But others question the mentality of those trying to enforce it—even if it looks good on paper. Lakpa Nuri Sherpa, who is from Nepal, and represents the Asia Indigenous Peoples Pact, questioned whether the “top-down” approach associated with 30×30 would work unless those implementing it radically changed their approach to Indigenous peoples. “That’s where the problem lies because the solution comes from the top, and they don’t really know the realities on the ground, and the ‘solution’ doesn’t become a solution,” he says, adding that it is crucial IPLCs are treated with trust and respect, with a “spirit of true partnership.”
To the Canadian prime minister, Justin Trudeau, 30×30 is a crucial part of a successful agreement for protecting key ecosystems and propelling Indigenous-based conservation models, especially in large countries, such as Brazil, Russia, and China. He said his country was starting a “story of reconciliation” with Indigenous peoples.

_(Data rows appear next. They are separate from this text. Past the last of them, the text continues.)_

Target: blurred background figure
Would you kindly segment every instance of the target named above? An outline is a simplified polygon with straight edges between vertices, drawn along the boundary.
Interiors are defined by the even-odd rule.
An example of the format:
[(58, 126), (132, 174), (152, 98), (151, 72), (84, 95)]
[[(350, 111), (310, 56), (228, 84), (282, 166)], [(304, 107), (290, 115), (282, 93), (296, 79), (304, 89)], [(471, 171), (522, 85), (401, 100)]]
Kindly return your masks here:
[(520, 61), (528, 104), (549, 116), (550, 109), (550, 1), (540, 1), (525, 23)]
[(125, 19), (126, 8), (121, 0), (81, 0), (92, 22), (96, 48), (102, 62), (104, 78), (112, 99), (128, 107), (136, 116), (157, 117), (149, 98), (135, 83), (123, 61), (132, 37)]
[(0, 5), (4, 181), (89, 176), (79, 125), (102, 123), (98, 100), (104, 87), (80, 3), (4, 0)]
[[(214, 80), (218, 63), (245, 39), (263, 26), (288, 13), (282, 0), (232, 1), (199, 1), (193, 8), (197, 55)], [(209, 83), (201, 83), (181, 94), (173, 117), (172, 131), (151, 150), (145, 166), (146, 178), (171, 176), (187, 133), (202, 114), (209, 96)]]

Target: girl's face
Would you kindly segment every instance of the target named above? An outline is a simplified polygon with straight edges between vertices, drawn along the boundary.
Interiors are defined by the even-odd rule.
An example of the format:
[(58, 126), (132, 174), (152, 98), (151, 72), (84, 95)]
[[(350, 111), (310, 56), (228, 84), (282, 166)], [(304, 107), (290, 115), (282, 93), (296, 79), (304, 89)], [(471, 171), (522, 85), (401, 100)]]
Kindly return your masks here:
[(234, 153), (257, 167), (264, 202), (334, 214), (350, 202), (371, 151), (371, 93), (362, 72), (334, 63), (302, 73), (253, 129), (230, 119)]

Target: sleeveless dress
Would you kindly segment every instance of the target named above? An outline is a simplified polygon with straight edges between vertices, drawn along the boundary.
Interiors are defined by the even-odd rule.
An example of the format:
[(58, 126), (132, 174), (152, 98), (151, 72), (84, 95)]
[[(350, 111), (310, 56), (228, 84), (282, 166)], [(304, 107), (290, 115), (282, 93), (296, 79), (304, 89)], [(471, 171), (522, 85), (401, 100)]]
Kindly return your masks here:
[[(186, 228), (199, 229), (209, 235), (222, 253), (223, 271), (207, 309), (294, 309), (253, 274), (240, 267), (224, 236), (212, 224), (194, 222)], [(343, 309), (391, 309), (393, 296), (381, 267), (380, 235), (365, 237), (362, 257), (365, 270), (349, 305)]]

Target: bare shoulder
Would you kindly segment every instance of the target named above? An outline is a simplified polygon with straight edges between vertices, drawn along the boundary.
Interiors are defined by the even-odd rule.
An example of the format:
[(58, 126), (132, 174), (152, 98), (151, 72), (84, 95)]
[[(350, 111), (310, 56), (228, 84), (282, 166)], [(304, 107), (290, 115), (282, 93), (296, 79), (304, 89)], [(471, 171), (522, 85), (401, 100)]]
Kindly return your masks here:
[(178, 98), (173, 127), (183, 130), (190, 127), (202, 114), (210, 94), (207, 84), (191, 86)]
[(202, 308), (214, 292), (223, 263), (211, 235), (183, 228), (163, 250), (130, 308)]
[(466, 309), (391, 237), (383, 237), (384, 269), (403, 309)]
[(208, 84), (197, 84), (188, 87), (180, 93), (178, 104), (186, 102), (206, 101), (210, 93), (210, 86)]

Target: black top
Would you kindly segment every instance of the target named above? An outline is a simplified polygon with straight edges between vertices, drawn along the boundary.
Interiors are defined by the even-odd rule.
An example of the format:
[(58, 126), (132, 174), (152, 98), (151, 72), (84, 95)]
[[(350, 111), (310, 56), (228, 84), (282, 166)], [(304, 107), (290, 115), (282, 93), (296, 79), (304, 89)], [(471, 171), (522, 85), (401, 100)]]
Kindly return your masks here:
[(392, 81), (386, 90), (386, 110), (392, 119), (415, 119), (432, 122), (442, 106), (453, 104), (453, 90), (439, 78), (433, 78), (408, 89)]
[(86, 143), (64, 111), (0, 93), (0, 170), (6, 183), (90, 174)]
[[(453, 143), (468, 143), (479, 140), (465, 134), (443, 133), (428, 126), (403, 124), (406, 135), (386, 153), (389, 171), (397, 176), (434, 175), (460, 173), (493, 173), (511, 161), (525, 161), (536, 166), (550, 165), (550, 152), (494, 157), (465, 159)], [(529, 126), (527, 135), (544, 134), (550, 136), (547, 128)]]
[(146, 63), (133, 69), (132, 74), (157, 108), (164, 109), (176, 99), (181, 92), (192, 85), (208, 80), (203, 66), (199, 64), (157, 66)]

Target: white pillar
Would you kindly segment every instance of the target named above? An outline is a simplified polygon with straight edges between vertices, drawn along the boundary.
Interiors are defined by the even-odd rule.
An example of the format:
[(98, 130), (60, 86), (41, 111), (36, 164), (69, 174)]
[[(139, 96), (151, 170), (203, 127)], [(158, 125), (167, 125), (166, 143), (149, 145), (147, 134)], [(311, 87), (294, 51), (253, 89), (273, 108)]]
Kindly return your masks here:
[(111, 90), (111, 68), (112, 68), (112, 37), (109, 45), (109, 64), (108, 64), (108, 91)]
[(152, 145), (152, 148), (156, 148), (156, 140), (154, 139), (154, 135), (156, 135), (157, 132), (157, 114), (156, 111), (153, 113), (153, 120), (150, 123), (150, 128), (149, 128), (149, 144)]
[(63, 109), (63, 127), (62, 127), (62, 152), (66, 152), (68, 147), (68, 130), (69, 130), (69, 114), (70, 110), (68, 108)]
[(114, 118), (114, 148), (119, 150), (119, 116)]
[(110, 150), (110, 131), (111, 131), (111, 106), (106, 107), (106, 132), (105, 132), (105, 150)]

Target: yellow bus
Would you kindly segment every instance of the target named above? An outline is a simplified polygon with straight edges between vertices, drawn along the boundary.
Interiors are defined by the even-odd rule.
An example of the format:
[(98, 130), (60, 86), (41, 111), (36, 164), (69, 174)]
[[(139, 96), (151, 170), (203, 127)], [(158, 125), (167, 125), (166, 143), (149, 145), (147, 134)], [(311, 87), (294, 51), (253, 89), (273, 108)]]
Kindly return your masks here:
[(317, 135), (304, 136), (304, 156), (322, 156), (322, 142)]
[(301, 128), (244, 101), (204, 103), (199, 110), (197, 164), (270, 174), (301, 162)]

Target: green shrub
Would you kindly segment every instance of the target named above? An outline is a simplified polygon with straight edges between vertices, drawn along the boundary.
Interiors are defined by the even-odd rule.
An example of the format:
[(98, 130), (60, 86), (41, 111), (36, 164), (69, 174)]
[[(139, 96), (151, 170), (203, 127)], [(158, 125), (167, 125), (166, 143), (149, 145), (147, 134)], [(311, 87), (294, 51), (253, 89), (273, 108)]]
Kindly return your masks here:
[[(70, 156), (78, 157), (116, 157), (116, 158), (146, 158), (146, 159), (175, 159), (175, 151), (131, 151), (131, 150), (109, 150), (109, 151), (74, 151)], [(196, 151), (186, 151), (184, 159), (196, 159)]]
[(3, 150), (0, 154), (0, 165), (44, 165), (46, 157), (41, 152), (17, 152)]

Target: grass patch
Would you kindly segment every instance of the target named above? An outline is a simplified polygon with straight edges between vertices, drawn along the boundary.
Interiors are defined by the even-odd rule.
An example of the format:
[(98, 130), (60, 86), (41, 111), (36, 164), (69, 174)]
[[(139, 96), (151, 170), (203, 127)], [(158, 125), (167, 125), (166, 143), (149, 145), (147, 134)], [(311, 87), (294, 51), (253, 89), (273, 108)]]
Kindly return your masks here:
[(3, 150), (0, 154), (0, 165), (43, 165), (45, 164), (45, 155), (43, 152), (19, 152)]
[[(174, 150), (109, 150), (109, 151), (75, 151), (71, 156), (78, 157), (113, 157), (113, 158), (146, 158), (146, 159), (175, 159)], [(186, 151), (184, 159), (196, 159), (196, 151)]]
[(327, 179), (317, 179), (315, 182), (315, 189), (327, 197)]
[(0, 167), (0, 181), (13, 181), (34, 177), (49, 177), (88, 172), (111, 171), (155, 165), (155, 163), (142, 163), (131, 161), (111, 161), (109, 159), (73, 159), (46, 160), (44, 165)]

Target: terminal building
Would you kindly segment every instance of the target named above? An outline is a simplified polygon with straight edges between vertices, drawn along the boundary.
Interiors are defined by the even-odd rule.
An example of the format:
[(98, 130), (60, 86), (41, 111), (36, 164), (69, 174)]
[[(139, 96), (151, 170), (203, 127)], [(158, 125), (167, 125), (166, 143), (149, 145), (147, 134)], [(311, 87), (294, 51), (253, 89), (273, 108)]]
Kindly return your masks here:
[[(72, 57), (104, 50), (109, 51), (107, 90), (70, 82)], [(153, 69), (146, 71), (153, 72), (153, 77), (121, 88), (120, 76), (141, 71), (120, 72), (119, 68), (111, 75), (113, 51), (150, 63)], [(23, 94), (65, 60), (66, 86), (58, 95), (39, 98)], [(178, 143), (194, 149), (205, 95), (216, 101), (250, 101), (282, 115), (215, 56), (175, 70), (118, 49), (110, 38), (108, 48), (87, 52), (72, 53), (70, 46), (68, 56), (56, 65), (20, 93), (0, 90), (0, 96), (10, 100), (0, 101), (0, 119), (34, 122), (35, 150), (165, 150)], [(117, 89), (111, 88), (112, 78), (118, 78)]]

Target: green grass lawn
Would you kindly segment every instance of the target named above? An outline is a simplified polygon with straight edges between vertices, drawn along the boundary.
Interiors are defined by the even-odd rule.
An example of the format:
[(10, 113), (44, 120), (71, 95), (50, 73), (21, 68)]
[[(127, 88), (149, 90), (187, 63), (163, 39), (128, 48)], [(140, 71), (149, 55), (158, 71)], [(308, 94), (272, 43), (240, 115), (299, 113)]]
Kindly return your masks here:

In November 2021, a study contained maps of the ecosystems that humanity must not destroy in order to meet climate targets, which include the vast boreal forests and peatlands of Russia, China, and the US, and the tropical forests of the Amazon, Congo Basin, and Indonesia. These areas hold 139 billion metric tons of “irrecoverable” carbon, and researchers said this is where 30×30 efforts should be concentrated.
There are a growing number of coalitions around protecting these ecosystems. At COP27, Brazil, the Democratic Republic of the Congo, and Indonesia announced a Big Three rainforest coalition and said they would coordinate at UN climate and biodiversity talks on their conservation. The incoming Brazilian president, Luiz Inácio Lula da Silva, has said that he would convene a pan-Amazonian meeting on the region’s conservation early into his time in office. Indigenous groups proposed a protected area to cover the world’s largest rainforests, equivalent to the size of Mexico, be created by 2025 at the last biodiversity summit in 2018, a goal known as 80 by 25.
Campaign for Nature is pushing for conserving at least 30 percent of land and sea by 2030, seeing it as a milestone, with its director Brian O’Donnell describing it as a “floor not a ceiling.” O’Donnell says the world should be pushing toward 50 percent, an important step to achieving Harvard biologist EO Wilson’s vision of protecting half the planet for the long-term survival of humanity. When talking about the areas that need to be preserved, it has to include the most biodiverse-rich areas, with connections between them to avoid island conservation, he says.
But another point of contention within the target is whether every country has to protect 30×30, or whether it is a global target (ie the Netherlands couldn’t make it, but countries like Brazil could do much more). In this case, richer countries with less biodiversity should be paying poorer, more biodiverse countries to not destroy their nature, as they are international—as well as national—assets.
Some countries are asking developed nations how they can be expected not to chop down their forests just as rich countries did in the past. In their opening statement at COP15, the group of megadiverse countries, which includes Brazil, India, and South Africa, said the 30 percent target would require significant financial and technical support.